O sucesso de vendas de “O Desencanto” remete e muito para este diálogo muito eficaz com uma geração ou com pessoas que já não cabem nela mas estiveram nesse lugar, um pouco à imagem de “O Ano de Repouso e Relaxamento”. A insatisfação em relação ao trabalho, a solidão, as contradições entre os valores anti-capitalistas que defendemos e a nossa conduta passiva no mundo laboral, os problemas relacionados com a saúde mental, surgem como ingredientes regulares do quotidiano de Marisa. Nem tudo é tratado com ligeireza e humor. O desaparecimento de Rita, a única colega com quem a head of creative strategy tinha algo em comum, é um desses casos. O facto da designação do seu cargo ser em inglês, é alvo de troça por parte da protagonista e acreditamos que da autora, ou não estivéssemos todos nós perante uma realidade onde as empresas e não só resolvem utilizar palavras aleatoriamente em inglês para parecerem modernas e profissionais. 

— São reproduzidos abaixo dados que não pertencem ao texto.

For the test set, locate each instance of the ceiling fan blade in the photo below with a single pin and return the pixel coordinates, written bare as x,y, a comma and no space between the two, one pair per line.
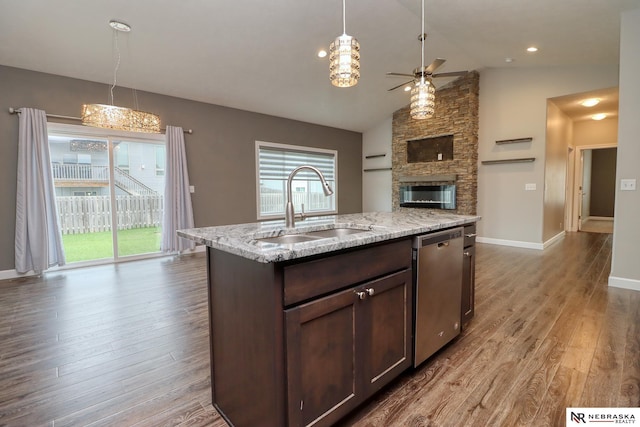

Quando chegamos ao ansiado momento da reunião de team building é praticamente impossível não esboçar um sorriso com as peripécias que envolvem esta actividade. É também improvável que este episódio não traga ao leitor algumas memórias de jantares de Natal de trabalho, ou algumas reuniões entre funcionários e chefias que todos já tivemos a “oportunidade” de participar. Um dos sonhos de Marisa é ser atropelada de modo a poder ficar de baixa médica durante um período de tempo. Esta ideia já passou pela vossa cabeça? Não mintam, ainda que seja algo infantil, é muito provável que isso já tenha acontecido. Beatriz Serrano entra na nossa cabeça, através de Marisa. É fácil identificarmo-nos com a personagem principal e com “O Desencanto”. É fácil rirmos com a protagonista e percebermos as suas dores. A simplicidade, a mordacidade e o desencanto andam lado a lado neste livro sobre o qual praticamente não conseguimos apresentar descontentamento.

“El descontento” é publicado em Portugal pela Bertrand, com tradução de Rita Custódio, sob o título “O Desencanto”.